HealthSharing Models
Healthcare sharing ministries have taken a few different approaches to controlling medical costs for their members. Originally, healthshares worked on a simple self-pay basis. Members would negotiate with providers themselves for self-pay or cash-pay discounts, and then get reimbursed by the community. This model works, but it is not very convenient for members who need to pay for bills up front. It also only generates an average savings range of 35-45% off of billed charges.
Over time, some ministries started using other strategies. Some healthshares have leased third party networks. The prices are already agreed upon through the network provider, whether it is an HMO or a PPO. This gives their members greater convenience at the point of service, but the members ultimately pay more. On average, this approach saves about 30% off of the original amount billed by providers. This is not nothing, but they’re still overpaying for medical care on a regular basis.
What Does Solidarity Use?
At Solidarity, we employ a method called Reference Based Pricing. With this model, any provider can bill us directly for the services provided. And we want them to, because we reprice the bill to make sure that the charge is fair and reasonable. Rather than starting from the baseline of the original billed charges, we base our repriced amount off of what Medicare would pay for that procedure in that area. This allows us to adjust our pricing to be as specific as possible to what providers will accept, while saving as much money as possible for our Members. This process, along with reviewing each bill to remove any erroneous or excessive charges added, helps us achieve the greatest possible medical savings for our community.
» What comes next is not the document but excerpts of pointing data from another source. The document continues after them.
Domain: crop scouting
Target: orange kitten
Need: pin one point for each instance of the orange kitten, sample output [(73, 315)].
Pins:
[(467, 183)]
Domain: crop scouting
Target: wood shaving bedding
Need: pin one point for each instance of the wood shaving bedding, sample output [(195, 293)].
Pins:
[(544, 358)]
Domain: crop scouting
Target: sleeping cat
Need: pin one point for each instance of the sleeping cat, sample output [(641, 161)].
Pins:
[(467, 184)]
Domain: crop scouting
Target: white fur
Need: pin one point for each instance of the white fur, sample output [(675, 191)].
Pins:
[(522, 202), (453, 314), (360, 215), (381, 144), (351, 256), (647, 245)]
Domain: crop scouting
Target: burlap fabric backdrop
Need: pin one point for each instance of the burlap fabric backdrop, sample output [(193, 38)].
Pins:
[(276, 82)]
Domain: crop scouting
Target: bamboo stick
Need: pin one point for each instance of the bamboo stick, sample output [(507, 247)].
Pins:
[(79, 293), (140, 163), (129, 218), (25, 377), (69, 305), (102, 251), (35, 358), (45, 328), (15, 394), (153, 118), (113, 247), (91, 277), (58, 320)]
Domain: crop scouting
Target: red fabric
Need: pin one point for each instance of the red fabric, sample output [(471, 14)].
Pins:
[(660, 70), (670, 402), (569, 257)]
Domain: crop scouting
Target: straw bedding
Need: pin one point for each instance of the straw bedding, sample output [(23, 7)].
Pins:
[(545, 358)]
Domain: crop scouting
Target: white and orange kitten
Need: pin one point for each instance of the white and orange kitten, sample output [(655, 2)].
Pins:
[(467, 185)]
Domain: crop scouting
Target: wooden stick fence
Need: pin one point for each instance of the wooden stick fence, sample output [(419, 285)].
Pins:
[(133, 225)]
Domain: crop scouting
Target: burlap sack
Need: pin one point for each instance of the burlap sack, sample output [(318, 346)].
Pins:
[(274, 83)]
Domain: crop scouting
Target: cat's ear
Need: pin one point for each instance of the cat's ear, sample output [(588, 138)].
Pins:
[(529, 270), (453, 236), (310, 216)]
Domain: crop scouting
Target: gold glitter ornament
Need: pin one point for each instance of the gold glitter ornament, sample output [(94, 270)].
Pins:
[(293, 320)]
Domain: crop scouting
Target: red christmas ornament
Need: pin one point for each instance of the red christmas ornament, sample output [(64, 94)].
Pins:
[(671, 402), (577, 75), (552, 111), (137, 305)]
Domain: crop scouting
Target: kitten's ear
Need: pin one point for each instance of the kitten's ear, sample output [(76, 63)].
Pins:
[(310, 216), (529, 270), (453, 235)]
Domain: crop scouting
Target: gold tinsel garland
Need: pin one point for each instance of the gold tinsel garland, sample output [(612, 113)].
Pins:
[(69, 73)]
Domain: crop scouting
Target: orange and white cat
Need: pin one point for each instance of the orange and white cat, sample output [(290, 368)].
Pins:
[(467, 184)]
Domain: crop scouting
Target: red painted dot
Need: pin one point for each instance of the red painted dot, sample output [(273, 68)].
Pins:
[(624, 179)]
Our Reference Based Pricing model has been proven to consistently generate savings of 60-70% off billed charges.
While cash pay is available to our Members, we prefer that your providers bill us directly. This allows us to advocate for you and the fair cost of your medical services. If you’re having trouble finding a provider to submit your bills directly, please reach out to our Care Navigation team. We’ll go over that service in more detail in our next blog post! It is going to be a long road to change the healthcare industry, but holding providers accountable for their billing practices is an extremely important piece of it.